The perpetrators in Monday's deadly shooting in Henning, Tenn., remain at large, MyFoxMemphis.com reports, and officials have now increased their reward for any clues leading to an arrest and conviction in the case.
Killed were Judy Spray, 58, a rural carrier associate, and Paula Robinson, 33, a retail clerk. Their bodies were removed from the post office and sent to a medical examiner late Monday night for autopsies.
No arrests have been made and authorities have not yet determined a motive.
More than 60 investigators from federal, state and local law enforcement agencies gathered evidence at the crime scene Tuesday and searched for the perpetrators who shot the women at the post office -- which doubles as a community center -- the station reports.
Mike Dunavant, the Lauderdale County District Attorney, said Monday that the suspect or suspects were armed and dangerous and said the killings were done with "disturbing violence."
Spray and Robinson were well-known to residents who often come to pick up their mail at the post office, which sits between a self-service car wash and a coin-operated laundry called "Mom's" in this western Tennessee town of about 1,200 people.
Ella Holloway, who lives within walking distance, was accustomed to seeing Robinson's smile when she went to the post office to buy stamps. Another local woman said she knew Spray, describing her as being "nice as can be" when she delivered the mail.
"She's always smiling, when I think of her, I think about a big smile, a big laugh," Robinson's brother, Andre Croom, told MyFoxMemphis.com.
Spray and Robinson were the only ones in the post office during the shooting, said Yulanda Burns, a spokeswoman for the U.S. postal inspection service.
Keith Morris, assistant inspector in charge of the U.S. Postal Inspection Service in Memphis, said officials have several possible motives. Authorities were urging the members of the public who may have information to contact investigators.
"We have a lot of theories that are in play at this point," he said.
Mary Hammock, who is a cook at the gas station within sight of the post office, said she had been in the post office about 8:25 a.m. Monday and noticed it was not as loud or busy as normal.

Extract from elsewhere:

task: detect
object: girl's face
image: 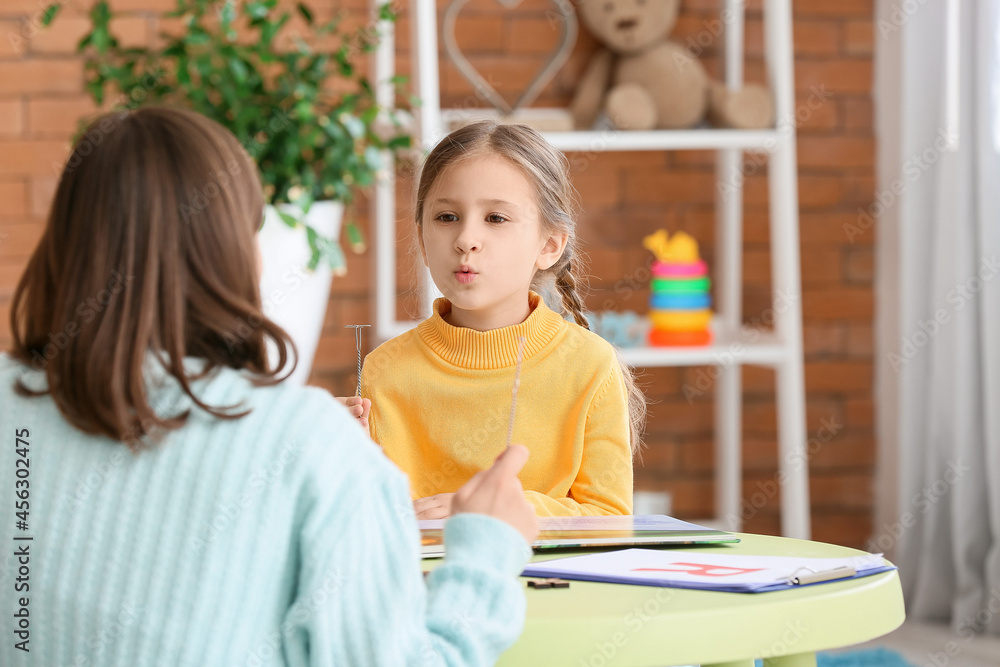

"I knew something didn't feel right because it was real quiet," she said. She returned to the gas station and heard police sirens about 15 minutes later.
"I might have been real close probably to losing my life," she said.
Gassing up his red pickup truck at the gas station Tuesday, farmer George Arender said residents are speculating on a motive, from robbery to a drug package delivery gone bad.
"They're devastated," Arender said. "They just can't figure out a motive for this."